Step 4: Write the causal chain
Once converged, output the causal chain in this format. Every arrow must be a causal step, not a correlation.
[SQLAlchemy 2.0 upgrade in deploy v2.4.1] → [lazy loading disabled by default — relationship queries no longer batched] → [N+1 queries on every /api/user call — 1 query per user record instead of 1 total] → [DB CPU at 100%, query latency 8s average] → [HTTP 504s for all authenticated endpoints] → [checkout flow broken for all logged-in users]
Stack Trace Analysis
When given a stack trace or error log:
-
Identify the exception type — what class of error is this? (OOM, NPE, connection error, timeout, deserialization failure, deadlock)
-
Find the origin frame — the first frame in the developer's own code, not framework or library internals. That's where investigation starts.
-
Classify the error pattern — see the table below for known signatures
-
Determine novelty — new error (never appeared before) or regression (was working, now broken)?
-
Extract correlation/trace IDs — if present, use them to link log lines across services into a single timeline
In minified JS environments: note that vendor.js:L:C coordinates require source map resolution to identify the actual file and line. Flag this and ask for the .map file or unminified source if available.
Known error pattern signatures
Exception / Log Pattern Most Likely Cause First Diagnostic Step
connection pool timeout / too many connections
Connection pool exhaustion or leak Check pool utilization metric over time; look for missing close() in error paths
OOMKilled / Java heap space / heap out of memory
Memory leak or undersized limit Plot memory metric since last deploy — linear climb = leak, step change = new allocation
deadlock found / lock wait timeout exceeded
DB lock contention Check for long-running transactions or missing index on a recently changed query
certificate has expired / SSL handshake failed
Cert expiry openssl s_client -connect <host>:443 — check notAfter field
no such host / name resolution failed
DNS / service discovery failure nslookup <service> , check k8s service and endpoints
upstream timeout / 504 Gateway Timeout
Slow downstream dependency Find the slow span in distributed trace; test latency directly with curl -w "%{time_total}"
FATAL ERROR: Allocation failed (Node.js) V8 heap exhausted Check --max-old-space-size setting; profile heap with --inspect
Microservices Topology Reasoning
When the incident spans multiple services, read references/topology-patterns.md for detailed failure signatures and diagnosis commands.
Core approach:
-
Use correlation/trace IDs to link log lines across services into a unified timeline
-
Identify the origin service (first to show the error) vs propagation services (downstream victims that appear broken but are actually just receiving failures)
-
The origin service is where RCA focuses — propagation services self-heal once the origin is fixed
-
Draw a simplified call graph with the failure point annotated; this helps identify the blast radius
Phase 3: Impact Assessment
Before handing off to remediation, quantify the blast radius. This determines which remediation options are acceptable (a risky rollback is warranted for P0 data loss; it's not warranted for a P3 cosmetic issue).

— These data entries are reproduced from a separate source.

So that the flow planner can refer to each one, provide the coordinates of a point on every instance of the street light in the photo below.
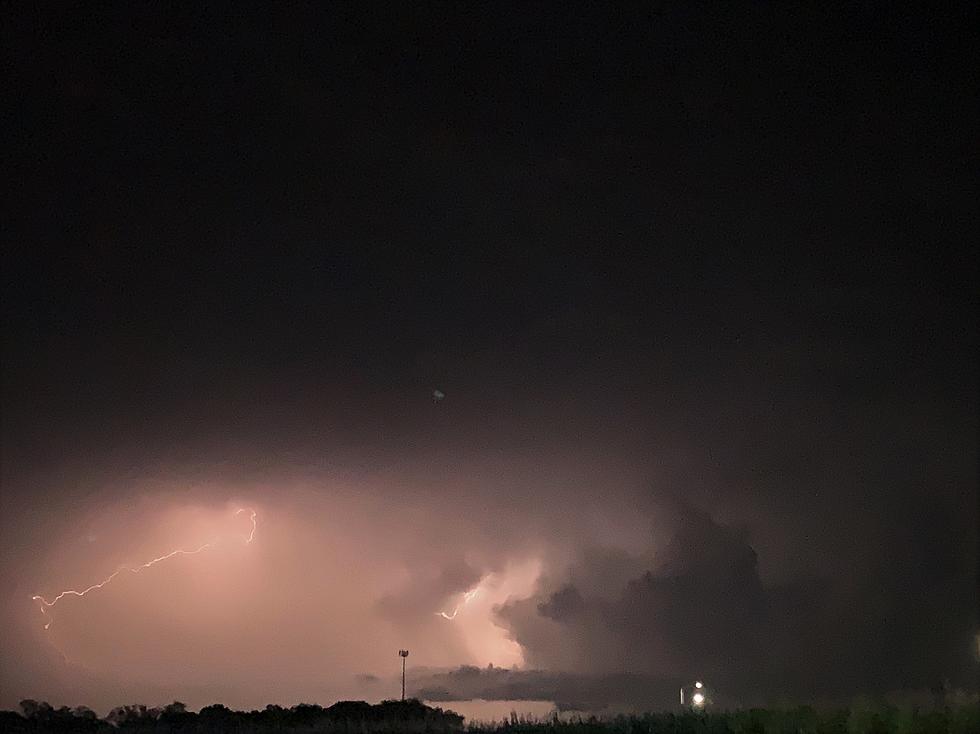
(404, 655)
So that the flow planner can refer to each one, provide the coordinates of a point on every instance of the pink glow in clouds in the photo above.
(45, 605)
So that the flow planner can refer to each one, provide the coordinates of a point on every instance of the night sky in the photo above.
(698, 285)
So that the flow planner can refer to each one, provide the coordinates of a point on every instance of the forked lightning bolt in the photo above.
(466, 600)
(44, 604)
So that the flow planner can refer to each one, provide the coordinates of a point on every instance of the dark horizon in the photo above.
(636, 339)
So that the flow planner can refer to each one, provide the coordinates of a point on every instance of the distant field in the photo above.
(357, 717)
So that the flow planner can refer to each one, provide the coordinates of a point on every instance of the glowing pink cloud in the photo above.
(44, 604)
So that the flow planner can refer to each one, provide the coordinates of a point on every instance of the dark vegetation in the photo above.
(348, 717)
(345, 716)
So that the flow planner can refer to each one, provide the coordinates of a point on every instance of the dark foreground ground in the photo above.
(350, 717)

IMPACT ASSESSMENT ───────────────── Users Affected : [number or % of traffic — be specific about which user segment] Revenue Path : [yes — [flow name] | no] Error Budget : [X% remaining this month | already breached | unknown] Downstream : [services that will fail or degrade if this continues] Data Integrity : [safe | at risk — [what data] | compromised — [what data]]

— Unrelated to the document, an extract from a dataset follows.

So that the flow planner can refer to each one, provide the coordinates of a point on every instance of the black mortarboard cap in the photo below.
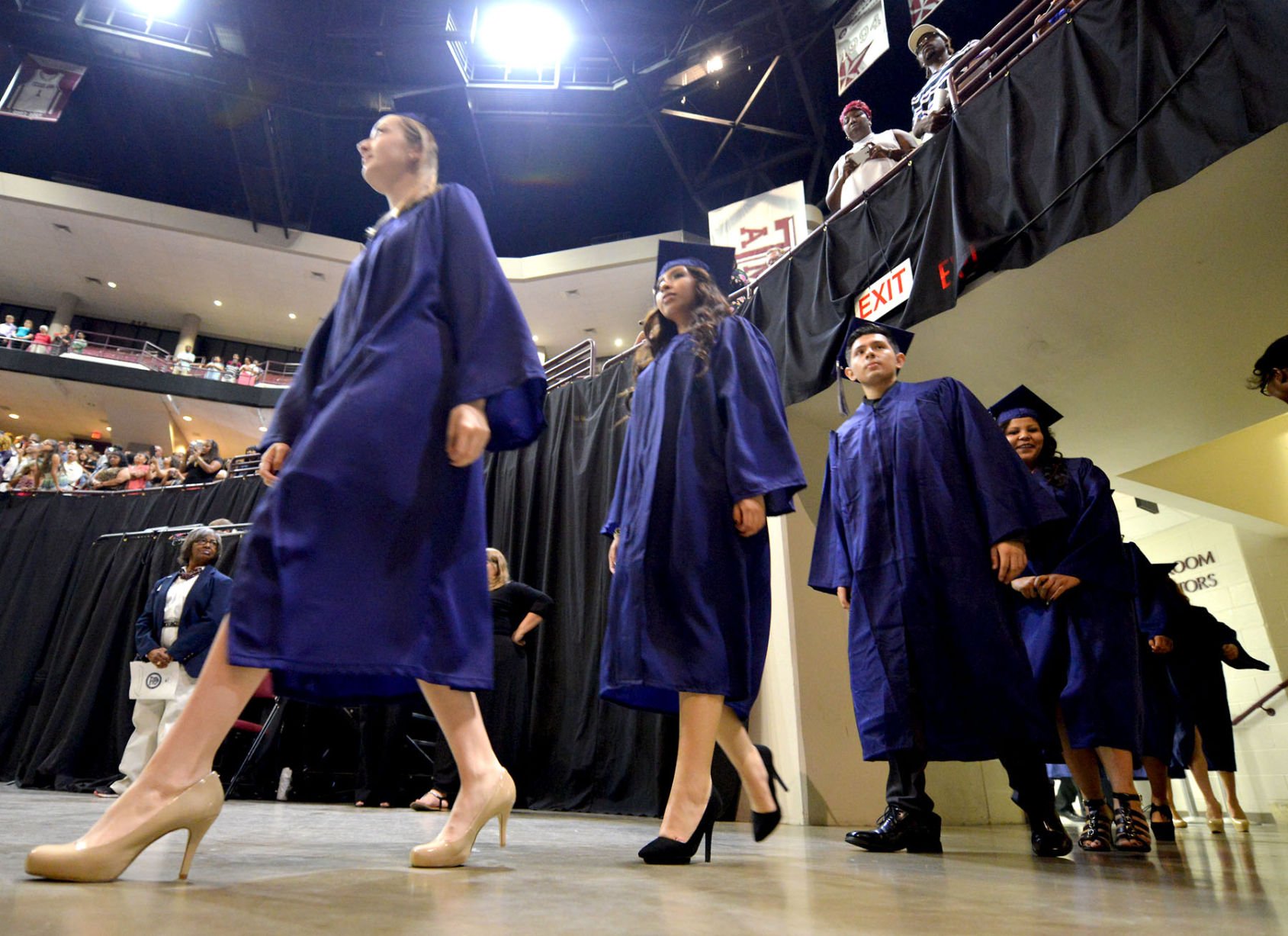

Answer this explicitly: Is a revenue-generating flow currently broken? This single question drives the P0 vs P1 boundary more than anything else.
Reference Files
Load these during investigation — don't try to recall failure patterns from memory:
- references/topology-patterns.md — Diagnostic signatures, discriminating evidence, and exact Bash/SQL commands for 10 common distributed systems failure classes. Read when you need to match a symptom to a known pattern.